Tuesday, August 14, 2018

It’s a non-consensual act: rape offenders take superior advantage over their victims


Introduction
Rape is any sexual activity that involves two non-consenting people. If it involves a minor, it is renamed defiling. Rape is a serious as well as common offence in both criminal and social law courts. It is serious because it directly violates substantive lifelong physical and cognitive welfare of the victim. As such, many national laws provide for stiffer punishments to offenders, also as a pre-warning to future potential offenders. While this is the state of affairs, rape cases never cease, and in fact are reported to be on the rise, many of which remain unreported. I argue that it is the definition of rape that is fundamentally fraud and perpetuates the offence. I attribute this trend to that fact that many offenders get their way out due to lack of what is often referred to as substantive evidence. In my view, this is, in part, due to weaknesses in the definition of rape. While classical definition of rape hinges on consent, the term consent itself is elusive. The central defect is that consent assumes both parties are of adequate physical and mental capacity to engage in a deliberate negotiation to reach a consensus that the sexual activity at that particular moment is appropriate, to the benefit of either one party or both, of course, with varying degrees. I argue that this assumption is fraud as, in the first place, the parties in any sexual activity are never of measurably comparable capacity and that in itself poses significant challenge for litigators to offer fair trial. The offending party often utilizes its superior advantage to 'force' the victim into the act. The evidence is hard to decipher as it remains difficult to both investigate and measure. I use the concept of wild catcher to elaborate my argument.
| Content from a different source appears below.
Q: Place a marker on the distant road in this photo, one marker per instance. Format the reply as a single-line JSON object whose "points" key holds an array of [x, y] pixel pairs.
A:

The concept of wild catcher
In the wild, animals especially carnivores use various mechanisms to catch their prey for food. However, all the different hunting mechanisms conform to similar principles. First, the hunting animal must study and understand the structural, situational and behavioural characteristics of the prey animal. These structural, situational and behavioural characteristics of the prey animal are fundamental to its defense mechanisms. Capitalizing on the weak points in the structural, behavioural and situational characteristics of the prey animal, the hunting animal devises its strategy for catching its prey. Second, almost all the hunting mechanisms involve direct attack on the vital life systems of the prey animal - the circulatory or nervous or respiratory systems. Third, the hunting animal utilizes the environment to aid and complement its inert resources, so do the prey animal to defend itself. For example, crocodiles use water to suffocate its prey, as the many reptiles also use camouflage (similar colour as the local scene) to ambush their prey. All these principles enable the hunting animal to catch the prey with minimum inert resources.
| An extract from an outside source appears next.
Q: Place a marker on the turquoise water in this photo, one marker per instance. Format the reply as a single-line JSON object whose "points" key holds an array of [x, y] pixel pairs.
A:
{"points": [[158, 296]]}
Rape offenders are wild catchers
Similarly, in rape cases the offending parties just like the hunting animals, take advantage the structural, situational and behavioural weaknesses of their victims to commit the act. Firstly, it is common to note that in most cases, that the victim is structurally weaker that the offender in physical strengths, for example, defiling an under-aged child or a physically disabled person; or cognitive strengths, for example, through threats, cheats on a lesser mentally endowed person such as a minor or adult with some mental weakness; or economic strengths, for example, teacher vs student or boss vs employee or doctor vs patient cases. Secondly, most of the victims’ behaviour, especially alcohol and drug abuse, exposes them to the offenders. Being in a drunk and intoxicated mode compromises one’s sense of judgment and ability to defend oneself, that provides the rape offenders with a clear opportunity to attack with minimum effort. Third, being alone, in secluded and/or less lit places provides the offender with situational advantage to attack as the victim may find it difficult to call for help.

It is the community to control rape
Considering the loopholes in statutory mechanisms to control rape, the fact that it is the victims that idiosyncratically carry the whole non-reversible burden of rape, and that prevention is better than cure, it is important, as a community, to take precautionary measures. People much be self-aware of their structural, situational and behavioural weaknesses and take appropriate measures to guard against them. Parents and community at large need to protect the children and people with disabilities, and based on knowledge of the local situation train the children the necessary life skills to protect themselves from the potential offenders. The community should not condone a rape culture but rather condemn it at every opportunity. While protecting privacy of the victim, rape offenders need to be named and shamed, in addition to their charged punishment.